## Loading Packages

In [None]:
import os
import sys
import glob

## Clip path to all helper functions¶

In [None]:
function_path = os.path.expanduser("~/geoscience/albedo_downscaling/functions")
sys.path.append(function_path)
# import all the helper functions.
from plot_fxns import *
from albedo_unet1_fxns import *
from data_preprocessing import *

plt.style.use("~/geoscience/carbon_estimation/MNRAS.mplstyle")
%matplotlib inline

## Write all 500m GOES data to a raster

In [None]:
invalid_dates = []
invalid_dates = convert_dates(INVALID_DATES_PATH)
for date in INVALID_GOES_DATES:
    if date not in invalid_dates:
        invalid_dates.append(date)
additional_invalid_dates = [datetime(2021, 9, 18), datetime(2021, 12, 11), datetime(2021, 12, 20), datetime(2022, 3, 5), datetime(2022, 3, 18), datetime(2022, 4, 8),
                           datetime(2022, 5, 2), datetime(2022, 5, 19), datetime(2022, 5, 24), datetime(2022, 9, 13), datetime(2022, 11, 16), datetime(2022, 11, 17), datetime(2022, 12, 16),
                           datetime(2022, 12, 18), datetime(2022, 12, 19), datetime(2023, 6, 1)]
invalid_dates += additional_invalid_dates

# Test period 1
start_date = datetime(2023, 1, 1)
end_date = datetime(2023, 6, 15)

# # Test period 2
# start_date = datetime(2021, 9, 1)
# end_date = datetime(2023, 6, 15)
write_goes_to_raster(GOES_500m_masked_data_path, GOES_500m_masked_output_dir, invalid_dates, start_date, end_date)
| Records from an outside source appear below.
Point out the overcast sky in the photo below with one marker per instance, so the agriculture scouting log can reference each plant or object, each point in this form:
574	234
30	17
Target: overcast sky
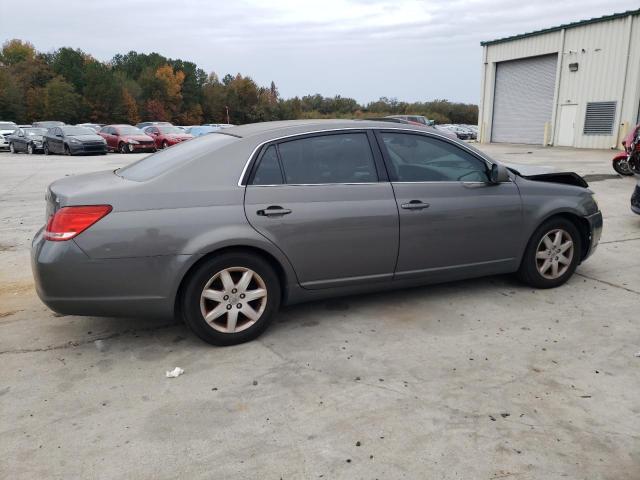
408	49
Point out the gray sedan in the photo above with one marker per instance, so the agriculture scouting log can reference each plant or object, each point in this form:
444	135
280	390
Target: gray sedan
226	228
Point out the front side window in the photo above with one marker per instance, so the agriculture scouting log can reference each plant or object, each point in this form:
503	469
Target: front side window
339	158
417	158
268	171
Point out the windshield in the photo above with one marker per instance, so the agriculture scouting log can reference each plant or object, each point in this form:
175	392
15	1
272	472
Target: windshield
35	132
78	131
130	131
169	129
158	163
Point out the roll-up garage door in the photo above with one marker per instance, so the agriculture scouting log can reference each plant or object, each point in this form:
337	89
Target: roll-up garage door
523	100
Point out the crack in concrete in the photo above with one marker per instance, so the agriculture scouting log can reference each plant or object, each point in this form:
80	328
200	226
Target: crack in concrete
623	240
608	283
73	343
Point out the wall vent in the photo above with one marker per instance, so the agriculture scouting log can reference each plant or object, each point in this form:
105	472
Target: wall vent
600	118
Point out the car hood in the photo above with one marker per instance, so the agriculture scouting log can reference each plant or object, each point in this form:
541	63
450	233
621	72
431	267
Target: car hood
86	138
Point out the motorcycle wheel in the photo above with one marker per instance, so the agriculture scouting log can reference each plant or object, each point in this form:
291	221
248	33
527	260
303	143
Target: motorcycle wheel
622	167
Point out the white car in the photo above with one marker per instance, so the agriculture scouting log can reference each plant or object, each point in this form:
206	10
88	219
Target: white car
6	129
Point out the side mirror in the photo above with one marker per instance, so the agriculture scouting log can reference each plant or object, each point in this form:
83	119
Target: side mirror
498	174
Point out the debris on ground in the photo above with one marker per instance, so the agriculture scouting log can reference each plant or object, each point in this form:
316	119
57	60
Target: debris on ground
176	372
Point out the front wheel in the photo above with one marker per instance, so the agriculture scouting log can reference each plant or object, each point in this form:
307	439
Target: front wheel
621	166
231	298
552	255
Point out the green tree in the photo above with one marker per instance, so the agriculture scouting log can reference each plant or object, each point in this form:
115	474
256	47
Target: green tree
61	102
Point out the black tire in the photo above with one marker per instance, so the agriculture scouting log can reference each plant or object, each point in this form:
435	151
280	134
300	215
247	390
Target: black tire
198	279
622	167
529	272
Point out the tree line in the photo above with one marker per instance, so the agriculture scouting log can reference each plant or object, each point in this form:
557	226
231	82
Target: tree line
72	86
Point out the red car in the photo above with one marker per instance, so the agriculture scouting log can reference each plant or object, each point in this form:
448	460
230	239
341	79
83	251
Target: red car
127	139
167	135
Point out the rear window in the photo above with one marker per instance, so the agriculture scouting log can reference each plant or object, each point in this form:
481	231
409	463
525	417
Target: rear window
164	160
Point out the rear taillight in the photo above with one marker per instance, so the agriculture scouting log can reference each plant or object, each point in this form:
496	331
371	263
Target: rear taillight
68	222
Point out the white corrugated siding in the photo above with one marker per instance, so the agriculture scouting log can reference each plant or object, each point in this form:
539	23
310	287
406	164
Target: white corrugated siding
600	50
523	100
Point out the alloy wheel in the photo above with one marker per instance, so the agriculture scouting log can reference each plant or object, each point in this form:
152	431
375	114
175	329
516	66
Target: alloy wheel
233	299
554	254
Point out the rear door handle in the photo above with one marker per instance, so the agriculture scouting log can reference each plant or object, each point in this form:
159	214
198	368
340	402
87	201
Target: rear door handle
273	211
415	205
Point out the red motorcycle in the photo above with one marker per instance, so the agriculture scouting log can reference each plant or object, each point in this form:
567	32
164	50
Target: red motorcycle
628	162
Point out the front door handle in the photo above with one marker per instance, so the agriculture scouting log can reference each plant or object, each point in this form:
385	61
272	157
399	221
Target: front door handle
415	205
273	211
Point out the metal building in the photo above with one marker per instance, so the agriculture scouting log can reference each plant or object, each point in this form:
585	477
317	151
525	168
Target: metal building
575	85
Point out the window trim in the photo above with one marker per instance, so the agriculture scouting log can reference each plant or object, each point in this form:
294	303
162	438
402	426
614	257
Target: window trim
382	175
387	158
260	150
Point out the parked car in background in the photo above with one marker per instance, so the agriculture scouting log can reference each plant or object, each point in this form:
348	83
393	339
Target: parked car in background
167	135
461	133
6	129
94	126
224	229
199	130
27	140
70	140
416	119
445	131
127	139
48	124
143	125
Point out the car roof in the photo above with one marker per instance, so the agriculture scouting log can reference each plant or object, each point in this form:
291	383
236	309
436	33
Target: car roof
297	127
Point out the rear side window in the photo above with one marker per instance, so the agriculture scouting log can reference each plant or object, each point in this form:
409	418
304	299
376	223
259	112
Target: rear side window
268	171
158	163
417	158
339	158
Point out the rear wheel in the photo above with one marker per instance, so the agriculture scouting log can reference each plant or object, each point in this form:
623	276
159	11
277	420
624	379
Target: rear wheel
231	298
552	254
621	166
## Write MODIS 500m interpolated data that is used as ground truth in the U-Net

In [None]:
modis_files = list(Path(MODIS_bsa_dir).iterdir())
os.makedirs(MODIS_interpolated_data_dir, exist_ok=True)

for mfile in modis_files:
    if mfile.is_file():
        modis_rxr = rxr.open_rasterio(mfile, masked=True)
        interpolated_values = fill_inputs_interpolate(modis_rxr) #interpolate_nan(modis_rxr)
        modis_rxr.values = interpolated_values
        output_file_name = os.path.join(MODIS_interpolated_data_dir, f"{mfile.name}")
        modis_rxr.rio.to_raster(output_file_name)
        # print(f"Wrote to {output_file_name}")
print(f"Execution complete!!!")

## Calculate $R^2$ Scores for 500m GOES and 500m MODIS for Results 

In [None]:
GOES_500m_raster_dir
MODIS_interpolated_data_dir

In [None]:
modis_files = list(Path(MODIS_interpolated_data_dir).iterdir())
# goes_500m_files = list(Path(GOES_500m_raster_dir).iterdir())
goes_500m_masked_files = list(Path(GOES_500m_masked_output_dir).iterdir())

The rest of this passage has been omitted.